It looks like Amazon is not content being a strong third in the music content and delivery space. While Amazon’s cross-platform music service has been in place for years, Amazon has struggled to serve even 10% of the market.
With the recent announcement of their updated Cloud Player service, Amazon took a page right out of Apple’s iTunes Match book, enabling users to use their “scan and match technology” easily and quickly to get the majority of the tunes they already know automatically up in “the cloud.”
It works like this: Amazon scans all the music on your hard drive. When it detects a song that it already has in its massive library, it won’t upload the file; it instead places an existing, high quality (256kbpbs) file in your “Cloud Player” account for you to access on up to 10 devices. If a tune on your hard drive cannot be matched, it will be uploaded to your Cloud Player account (at, of course, the original quality of the file).
A full list of enhancements is available on Amazon’s Cloud Player web site, but here’s a brief overview of the changes beyond scan and match:
- Prior purchases of music from Amazon’s MP3 store will automatically appear in your Cloud Player. Oddly, there may be some tracks that need to be manually imported using their music import tool.
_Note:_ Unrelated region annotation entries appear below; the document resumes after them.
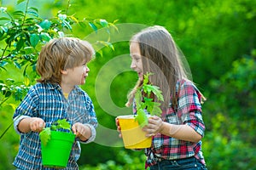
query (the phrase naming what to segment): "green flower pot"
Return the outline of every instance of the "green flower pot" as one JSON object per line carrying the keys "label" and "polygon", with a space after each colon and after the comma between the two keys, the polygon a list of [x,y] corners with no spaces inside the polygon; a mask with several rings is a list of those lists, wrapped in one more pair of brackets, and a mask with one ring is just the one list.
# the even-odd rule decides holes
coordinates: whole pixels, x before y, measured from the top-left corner
{"label": "green flower pot", "polygon": [[46,145],[41,143],[42,163],[48,167],[66,167],[75,134],[51,131],[50,139]]}

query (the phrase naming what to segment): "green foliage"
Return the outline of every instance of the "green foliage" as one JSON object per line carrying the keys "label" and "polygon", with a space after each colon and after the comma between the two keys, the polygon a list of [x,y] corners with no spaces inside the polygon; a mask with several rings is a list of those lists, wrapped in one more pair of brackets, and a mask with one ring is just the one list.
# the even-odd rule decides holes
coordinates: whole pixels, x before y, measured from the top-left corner
{"label": "green foliage", "polygon": [[[26,1],[19,1],[21,5],[24,2]],[[256,6],[254,0],[192,0],[186,3],[183,1],[155,0],[137,2],[127,0],[122,3],[109,0],[106,3],[104,1],[76,0],[72,1],[73,3],[68,6],[67,1],[55,2],[55,3],[53,3],[52,1],[42,1],[39,5],[37,4],[38,1],[34,3],[39,7],[38,8],[38,18],[43,19],[39,24],[44,29],[40,36],[44,37],[43,39],[45,41],[48,41],[49,37],[47,34],[44,36],[43,33],[47,31],[47,29],[50,30],[48,28],[49,26],[52,26],[49,23],[51,15],[57,20],[58,11],[61,8],[67,8],[67,7],[68,7],[68,11],[62,10],[61,14],[67,13],[67,16],[73,15],[69,14],[76,14],[78,20],[84,18],[84,15],[85,19],[104,16],[106,20],[119,20],[119,23],[140,23],[148,26],[166,26],[187,57],[194,81],[207,98],[203,105],[203,118],[207,127],[203,139],[203,154],[208,169],[247,170],[256,168],[253,164],[256,162],[256,150],[254,150],[256,123],[253,118],[256,112],[255,85],[253,85],[255,67],[252,66],[255,65],[256,51],[254,49],[256,8],[253,8]],[[3,25],[2,23],[9,20],[4,11],[8,9],[8,13],[12,14],[14,12],[12,8],[14,8],[13,5],[8,6],[7,8],[0,8],[0,13],[3,14],[1,15],[2,20],[0,20],[1,26]],[[119,10],[116,10],[117,8]],[[36,12],[33,9],[29,10]],[[39,12],[43,15],[44,14],[44,16],[42,17]],[[18,15],[15,14],[14,16],[17,17]],[[26,14],[26,17],[37,18],[32,14]],[[100,20],[92,23],[95,23],[98,31],[102,27],[99,25]],[[74,21],[71,24],[72,31],[68,30],[68,27],[65,27],[60,29],[60,31],[63,31],[65,34],[71,32],[76,37],[84,37],[96,30],[86,22],[76,24]],[[0,37],[3,37],[3,33],[5,31],[8,30],[4,26],[1,27]],[[33,30],[33,33],[36,33],[35,30]],[[6,34],[4,33],[4,35]],[[26,37],[23,37],[23,39],[26,40]],[[22,41],[20,41],[20,44],[21,42]],[[38,51],[40,44],[41,40],[36,46],[37,51]],[[115,56],[129,53],[129,42],[123,42],[121,45],[119,42],[112,45],[115,51],[104,48],[102,53],[96,54],[96,56],[104,57],[96,57],[93,62],[90,63],[90,77],[86,80],[86,85],[82,88],[91,97],[100,123],[115,129],[114,117],[111,117],[109,113],[106,113],[98,104],[95,95],[95,81],[102,66]],[[3,52],[6,47],[5,39],[0,38],[0,47],[1,52]],[[18,45],[18,47],[21,46]],[[8,47],[8,49],[15,51],[16,46],[13,46],[12,49]],[[33,46],[21,47],[20,49],[25,54],[33,54],[35,51]],[[245,56],[245,54],[249,54],[250,51],[253,51],[251,56]],[[8,54],[5,56],[8,56]],[[33,59],[33,57],[31,58]],[[24,60],[26,60],[25,57]],[[32,64],[28,62],[27,67],[23,66],[23,69],[21,67],[22,70],[20,70],[20,62],[1,61],[0,79],[4,84],[7,83],[8,78],[11,78],[17,81],[17,83],[20,82],[20,84],[30,86],[34,83],[36,77],[36,72],[32,69]],[[119,65],[122,64],[119,63]],[[129,68],[129,64],[126,66]],[[25,71],[27,75],[26,78],[22,74],[25,67],[26,68]],[[108,70],[108,72],[113,71]],[[130,72],[119,74],[114,78],[110,90],[114,104],[119,107],[125,105],[126,92],[134,86],[137,79],[137,75]],[[104,83],[105,82],[102,81],[101,86],[103,86]],[[2,94],[2,95],[3,94]],[[4,99],[2,98],[2,99]],[[18,103],[19,101],[15,101],[14,98],[9,97],[8,100],[1,105],[0,129],[5,129],[12,122],[12,113]],[[1,150],[10,150],[7,154],[0,152],[0,169],[12,169],[10,165],[17,152],[18,144],[18,135],[15,134],[14,130],[9,130],[0,142]],[[108,169],[108,167],[109,167],[108,169],[143,169],[145,157],[143,151],[133,152],[124,150],[122,147],[103,147],[95,143],[81,146],[82,153],[79,161],[81,169],[84,167],[86,167],[85,169]]]}
{"label": "green foliage", "polygon": [[71,133],[71,125],[67,121],[67,119],[60,119],[51,124],[51,126],[49,128],[45,128],[41,131],[39,133],[39,138],[41,142],[44,145],[46,145],[48,141],[50,139],[50,131],[58,131],[65,129],[67,130],[69,133]]}
{"label": "green foliage", "polygon": [[[145,109],[150,115],[160,116],[161,114],[161,110],[160,108],[160,103],[156,100],[154,101],[150,98],[152,94],[160,101],[163,101],[164,98],[162,92],[160,90],[159,87],[154,86],[149,82],[148,76],[153,73],[147,73],[144,75],[143,86],[137,89],[135,94],[135,104],[137,109],[137,116],[135,120],[138,122],[141,127],[144,127],[148,123],[148,117],[145,112]],[[142,95],[143,92],[144,95]]]}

- Any tracks you’ve previously uploaded to your Cloud Drive (which remains but will be a separate product) will be automatically upgraded to 256kbps audio.
- Users will now be able to edit metatdata (information about the track, including title, artist, etc.) via the web.
- Ability to utilize the service from up to 10 authenticated devices, including PC, Mac, Kindle Fire, Android and iOS devices. There is unrestricted access via the web, but only from one web session at a time.
One significant improvement in Amazon’s strategy is their focus on the music-specific Cloud Player service. Prior, users would need to use Amazon’s Cloud Drive to store songs, as well as other digital assets — more akin to DropBox. In order to compete in music, Amazon seems to have realized that in digital music, services and apps need to be tightly defined.
With all of these changes, Amazon is clearly marketing this as an alternative to iTunes and not Google Play. While Cloud Player users get 250 matched and/or uploaded songs for free, there’s a $24.99/year service fee to go beyond 250 tracks and up to 250k tracks (all of these numbers exclude MP3s purchased on the Amazon MP3 store). The pricing and the scan-and-match technology appears to be identical to Apple’s offering, with the big delta being that iTunes Match has a limit of 25k in comparison to Amazon’s 250k maximum tracks stored.
Google’s Play cloud music service is taking a different route entirely, offering 20k track uploads for free, but not offering any scan-and-match services.